Breaking the Moments Condition Barrier: No-Regret Algorithm for Bandits with Super Heavy-Tailed Payoffs
This addresses a critical gap in robust machine learning for scenarios with extreme noise, such as financial or environmental data, though it is incremental as it builds on existing bandit algorithms.
The paper tackles the problem of bandit learning with super heavy-tailed payoffs, where moments may not exist, by introducing a mean of medians estimator and a reductionist framework that achieves near-optimal regret bounds comparable to sub-Gaussian cases.
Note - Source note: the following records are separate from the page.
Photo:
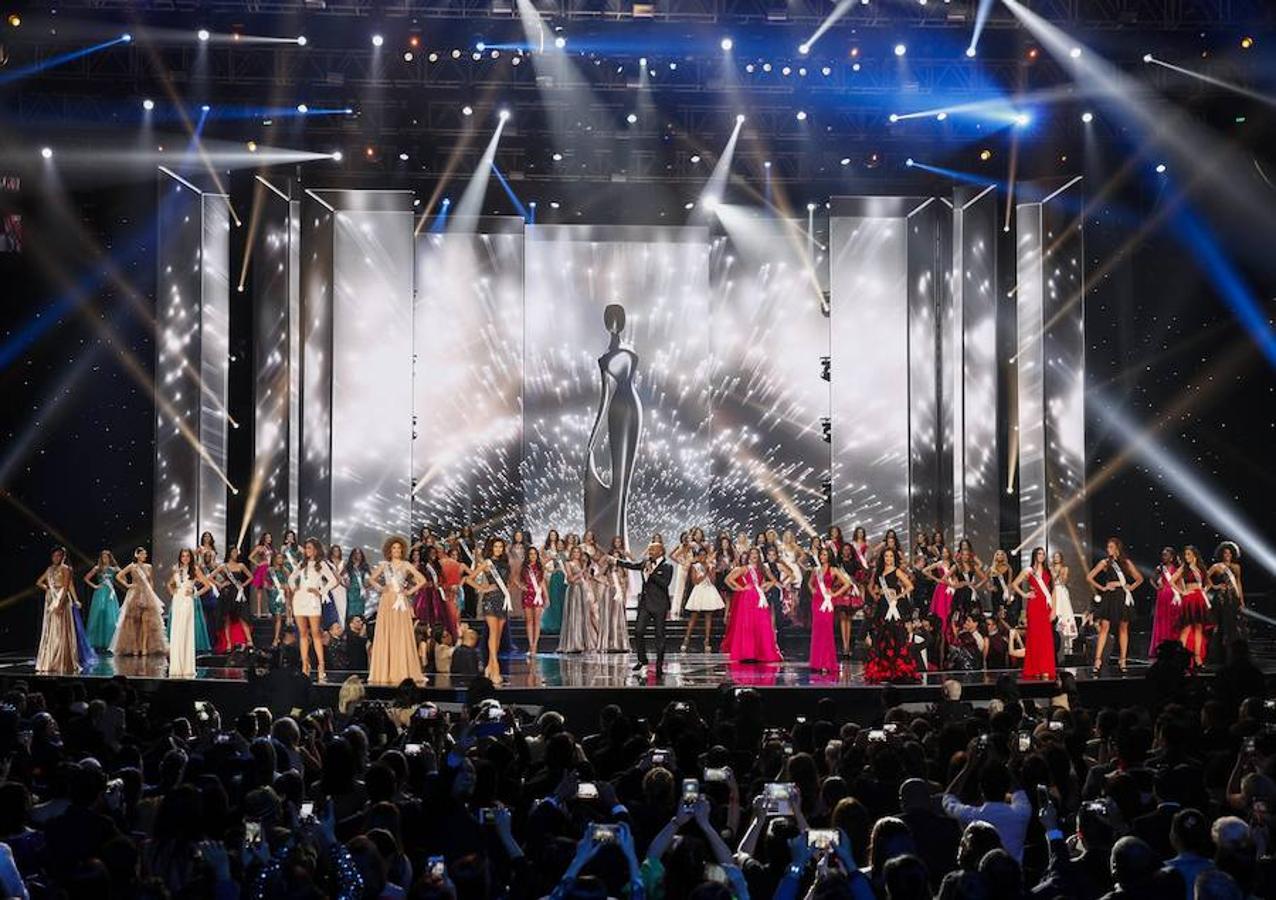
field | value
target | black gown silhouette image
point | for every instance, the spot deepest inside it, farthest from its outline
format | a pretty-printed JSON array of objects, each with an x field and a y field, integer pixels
[{"x": 618, "y": 427}]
Despite a large amount of effort in dealing with heavy-tailed error in machine learning, little is known when moments of the error can become non-existential: the random noise $η$ satisfies Pr$\left[|η| > |y|\right] \le 1/|y|^α$ for some $α> 0$. We make the first attempt to actively handle such super heavy-tailed noise in bandit learning problems: We propose a novel robust statistical estimator, mean of medians, which estimates a random variable by computing the empirical mean of a sequence of empirical medians. We then present a generic reductionist algorithmic framework for solving bandit learning problems (including multi-armed and linear bandit problem): the mean of medians estimator can be applied to nearly any bandit learning algorithm as a black-box filtering for its reward signals and obtain similar regret bound as if the reward is sub-Gaussian. We show that the regret bound is near-optimal even with very heavy-tailed noise. We also empirically demonstrate the effectiveness of the proposed algorithm, which further corroborates our theoretical results.